NOTE: ABC's falsified scenes allege that before 9/11 the CIA and Afghan militias had bL surrounded and the Clinton admin refused to pull the trigger. This scene is falsified and completely usupported. Several insiders with first-hand knowledge have contradicted the scene while ABC has not produced a single source to corroborate it. Here, Amanpour interviews the head of the CIA team that surrounded bL after 9/11 but failed to get support from the Bush admin to kill the terrorist that attacked us.
AMANPOUR: Gary Berntsen was the leader of the secret CIA paramilitary unit that had pursued bin Laden since he had fled Kabul.
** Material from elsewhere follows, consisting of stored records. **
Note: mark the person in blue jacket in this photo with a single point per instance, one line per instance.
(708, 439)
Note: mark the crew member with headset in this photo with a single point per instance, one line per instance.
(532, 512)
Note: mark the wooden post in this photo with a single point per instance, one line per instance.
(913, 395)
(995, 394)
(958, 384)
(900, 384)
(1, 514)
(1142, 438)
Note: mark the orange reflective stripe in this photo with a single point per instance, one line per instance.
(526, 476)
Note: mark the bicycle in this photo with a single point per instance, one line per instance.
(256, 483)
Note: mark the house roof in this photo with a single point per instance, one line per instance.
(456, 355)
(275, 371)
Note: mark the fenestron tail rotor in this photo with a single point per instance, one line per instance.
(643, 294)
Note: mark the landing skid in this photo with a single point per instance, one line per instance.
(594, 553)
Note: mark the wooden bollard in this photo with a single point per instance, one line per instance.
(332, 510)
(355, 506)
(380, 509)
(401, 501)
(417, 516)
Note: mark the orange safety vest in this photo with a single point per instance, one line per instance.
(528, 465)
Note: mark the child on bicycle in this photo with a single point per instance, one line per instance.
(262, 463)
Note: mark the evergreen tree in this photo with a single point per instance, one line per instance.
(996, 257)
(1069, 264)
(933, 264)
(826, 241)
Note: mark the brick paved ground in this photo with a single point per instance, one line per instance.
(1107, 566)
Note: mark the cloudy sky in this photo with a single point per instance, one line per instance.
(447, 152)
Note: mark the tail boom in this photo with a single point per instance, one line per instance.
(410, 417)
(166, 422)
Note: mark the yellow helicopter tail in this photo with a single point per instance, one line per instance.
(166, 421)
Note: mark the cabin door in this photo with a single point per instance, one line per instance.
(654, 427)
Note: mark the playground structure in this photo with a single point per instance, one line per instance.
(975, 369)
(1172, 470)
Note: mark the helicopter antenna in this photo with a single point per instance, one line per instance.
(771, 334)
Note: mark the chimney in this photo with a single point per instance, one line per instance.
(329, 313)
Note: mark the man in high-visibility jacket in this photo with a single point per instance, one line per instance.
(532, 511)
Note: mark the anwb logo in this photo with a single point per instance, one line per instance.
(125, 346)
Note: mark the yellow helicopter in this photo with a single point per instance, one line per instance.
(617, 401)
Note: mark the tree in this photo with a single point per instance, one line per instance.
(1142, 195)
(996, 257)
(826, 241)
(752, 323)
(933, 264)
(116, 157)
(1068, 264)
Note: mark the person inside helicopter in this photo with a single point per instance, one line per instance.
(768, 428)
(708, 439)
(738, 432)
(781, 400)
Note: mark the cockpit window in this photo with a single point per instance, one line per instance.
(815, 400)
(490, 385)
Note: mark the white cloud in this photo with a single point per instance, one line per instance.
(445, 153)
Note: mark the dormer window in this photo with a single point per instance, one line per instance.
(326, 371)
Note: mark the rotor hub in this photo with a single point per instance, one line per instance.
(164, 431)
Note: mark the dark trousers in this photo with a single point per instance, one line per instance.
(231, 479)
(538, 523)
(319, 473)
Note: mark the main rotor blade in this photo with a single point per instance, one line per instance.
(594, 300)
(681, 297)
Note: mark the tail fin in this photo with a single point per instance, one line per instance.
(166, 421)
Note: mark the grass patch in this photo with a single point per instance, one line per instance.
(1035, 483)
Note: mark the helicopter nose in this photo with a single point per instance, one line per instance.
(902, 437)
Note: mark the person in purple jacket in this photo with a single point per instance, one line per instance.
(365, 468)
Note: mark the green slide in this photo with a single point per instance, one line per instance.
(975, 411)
And now the CIA was sure it knew where he was, thanks in large part to a radio taken off a dead al Qaeda fighters.
BERNTSEN: We listened to bin Laden for several days using that radio, listened to his communications among him and his men. We listened to him apologize to them for having led them into this trap and having led them into a location where they would be having airstrikes called on them just relentlessly.
AMANPOUR: More than two weeks of bombing, solid intelligence, the U.S. had thrown its biggest bombs, its most sophisticated missiles, bunker busters, daisy cutters, at bin Laden, but somehow, some way, it wasn't enough.
BERGEN: The policy of using very limited number of U.S. Special Forces on the ground calling in airstrikes and a large number of Afghan ground troops worked brilliantly at overthrowing the Taliban, but at the battle of Tora Bora, it was a total disaster.
AMANPOUR (on camera): The plan was for Afghan and Pakistani soldiers to block any escape routes, but Osama bin Laden managed to slip away through the mountains. And the mission to capture or kill the al Qaeda leader failed. By most accounts, the main problem was not enough American soldiers on the ground.
BERGEN: By my calculation, there were more American journalists than American soldiers at the battle of Tora Bora, and that fact kind of speaks for itself.
BERNTSEN: In the first two or three days of December, I would write a message back to Washington, recommending the insertion of U.S. forces on the ground. I was looking for 600 to 800 Rangers, roughly a battalion. They never came.
"Blame Clinton" and "I hate liberals" are not national and homeland security policies. Instead of falsifying history we should learn from it. Even after 9/11, it seems like the Bush administration did not learn necessary lessons. They failed to commit the resources needed to kill or capture bin Laden.